The Fall of Harran refers to the siege and capture of the Assyrian city of Harran by the Median and Neo-Babylonian empires.

==Background==
From the year 639 BC, the Neo-Assyrian Empire had been suffering from a decline in their power, culminating in Babylonian and Median invasions of their lands. The city of Arrapha fell in 615 BC, followed by Assur in 614 BC, and finally the famed Nineveh, the newest capital of Assyria, in 612 BC. Despite the brutal massacres that followed, the Assyrians survived as a political entity and escaped to Harran under their new king, Ashur-uballit II. Establishing Harran as a capital for the Assyrians caught the attention of the Babylonian King Nabopolassar and Median King Cyaxares, who were determined to forever destroy the threat of Assyrian resurgence.

==Siege==
Assyrian annals record no more events after 610 BC - the presumed date of the siege.
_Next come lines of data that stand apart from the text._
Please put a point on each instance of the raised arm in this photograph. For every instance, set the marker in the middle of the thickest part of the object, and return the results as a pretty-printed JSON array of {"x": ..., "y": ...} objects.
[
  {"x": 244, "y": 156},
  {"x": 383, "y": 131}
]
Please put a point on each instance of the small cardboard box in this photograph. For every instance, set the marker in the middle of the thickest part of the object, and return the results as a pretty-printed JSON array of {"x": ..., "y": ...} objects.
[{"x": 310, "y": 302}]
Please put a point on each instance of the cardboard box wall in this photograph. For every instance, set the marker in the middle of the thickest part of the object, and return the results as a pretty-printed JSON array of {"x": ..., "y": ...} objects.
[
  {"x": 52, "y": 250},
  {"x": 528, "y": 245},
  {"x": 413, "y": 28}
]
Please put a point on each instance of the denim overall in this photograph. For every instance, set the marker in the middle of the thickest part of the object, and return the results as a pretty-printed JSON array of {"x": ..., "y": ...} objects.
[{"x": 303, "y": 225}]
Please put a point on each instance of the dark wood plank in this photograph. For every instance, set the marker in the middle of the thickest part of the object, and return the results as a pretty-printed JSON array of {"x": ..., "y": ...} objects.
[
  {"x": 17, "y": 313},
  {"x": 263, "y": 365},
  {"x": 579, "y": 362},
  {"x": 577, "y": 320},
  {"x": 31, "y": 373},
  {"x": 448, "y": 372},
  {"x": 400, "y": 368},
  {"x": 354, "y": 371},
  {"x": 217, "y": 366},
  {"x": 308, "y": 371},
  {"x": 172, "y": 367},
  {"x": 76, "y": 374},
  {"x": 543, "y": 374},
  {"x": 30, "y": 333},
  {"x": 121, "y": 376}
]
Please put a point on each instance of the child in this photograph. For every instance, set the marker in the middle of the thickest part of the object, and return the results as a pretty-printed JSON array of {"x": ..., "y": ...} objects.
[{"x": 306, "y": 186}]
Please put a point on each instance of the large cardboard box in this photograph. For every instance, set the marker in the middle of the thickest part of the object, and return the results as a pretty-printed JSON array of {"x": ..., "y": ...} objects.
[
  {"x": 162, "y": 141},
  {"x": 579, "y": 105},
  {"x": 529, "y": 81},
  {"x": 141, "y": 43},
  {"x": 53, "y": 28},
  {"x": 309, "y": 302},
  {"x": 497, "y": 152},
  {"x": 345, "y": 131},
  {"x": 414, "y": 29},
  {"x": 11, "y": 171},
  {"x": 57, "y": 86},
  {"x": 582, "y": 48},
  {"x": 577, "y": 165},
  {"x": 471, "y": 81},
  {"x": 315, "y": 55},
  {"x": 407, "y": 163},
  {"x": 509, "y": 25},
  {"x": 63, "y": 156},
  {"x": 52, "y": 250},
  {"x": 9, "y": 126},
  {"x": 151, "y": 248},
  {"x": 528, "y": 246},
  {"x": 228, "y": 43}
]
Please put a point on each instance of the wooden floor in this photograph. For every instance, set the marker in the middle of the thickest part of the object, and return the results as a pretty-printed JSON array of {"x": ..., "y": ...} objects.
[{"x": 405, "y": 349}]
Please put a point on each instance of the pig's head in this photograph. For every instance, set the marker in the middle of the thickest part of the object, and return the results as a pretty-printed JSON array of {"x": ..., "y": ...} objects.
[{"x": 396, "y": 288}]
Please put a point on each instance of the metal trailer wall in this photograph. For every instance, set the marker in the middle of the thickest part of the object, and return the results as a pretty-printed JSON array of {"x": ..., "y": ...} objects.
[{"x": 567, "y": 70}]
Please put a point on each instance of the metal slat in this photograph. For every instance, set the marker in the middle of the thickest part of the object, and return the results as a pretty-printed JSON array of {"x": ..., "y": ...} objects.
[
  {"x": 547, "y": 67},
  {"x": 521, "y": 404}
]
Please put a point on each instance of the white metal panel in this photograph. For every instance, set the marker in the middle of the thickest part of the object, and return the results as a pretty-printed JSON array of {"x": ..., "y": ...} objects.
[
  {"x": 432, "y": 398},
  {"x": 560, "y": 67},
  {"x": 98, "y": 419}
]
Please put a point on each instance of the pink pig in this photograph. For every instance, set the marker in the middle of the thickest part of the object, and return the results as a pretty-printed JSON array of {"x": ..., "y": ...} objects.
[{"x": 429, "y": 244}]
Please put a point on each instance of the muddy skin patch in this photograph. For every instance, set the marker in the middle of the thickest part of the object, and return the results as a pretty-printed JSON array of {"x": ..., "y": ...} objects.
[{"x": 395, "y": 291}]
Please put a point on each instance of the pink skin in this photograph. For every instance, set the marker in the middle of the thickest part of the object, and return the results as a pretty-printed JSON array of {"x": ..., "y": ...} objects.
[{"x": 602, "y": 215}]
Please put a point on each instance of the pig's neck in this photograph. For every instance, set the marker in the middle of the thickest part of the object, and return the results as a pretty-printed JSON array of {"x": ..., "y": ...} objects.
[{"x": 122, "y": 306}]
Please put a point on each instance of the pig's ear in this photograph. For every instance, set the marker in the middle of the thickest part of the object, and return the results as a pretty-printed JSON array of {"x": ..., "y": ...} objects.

The siege lasted for another year before the city finally fell in 609 BC.

==Aftermath==
With the fall of Harran, the Assyrian empire ceased to exist as a state. Remnants of the former Assyrian empire's army met up with the Egyptian forces that had defeated the Kingdom of Judah at Megiddo but their combined forces were defeated again the same year at the Siege of Harran and in 605 BC at Carchemish, ending the Egyptian intervention in the Near East.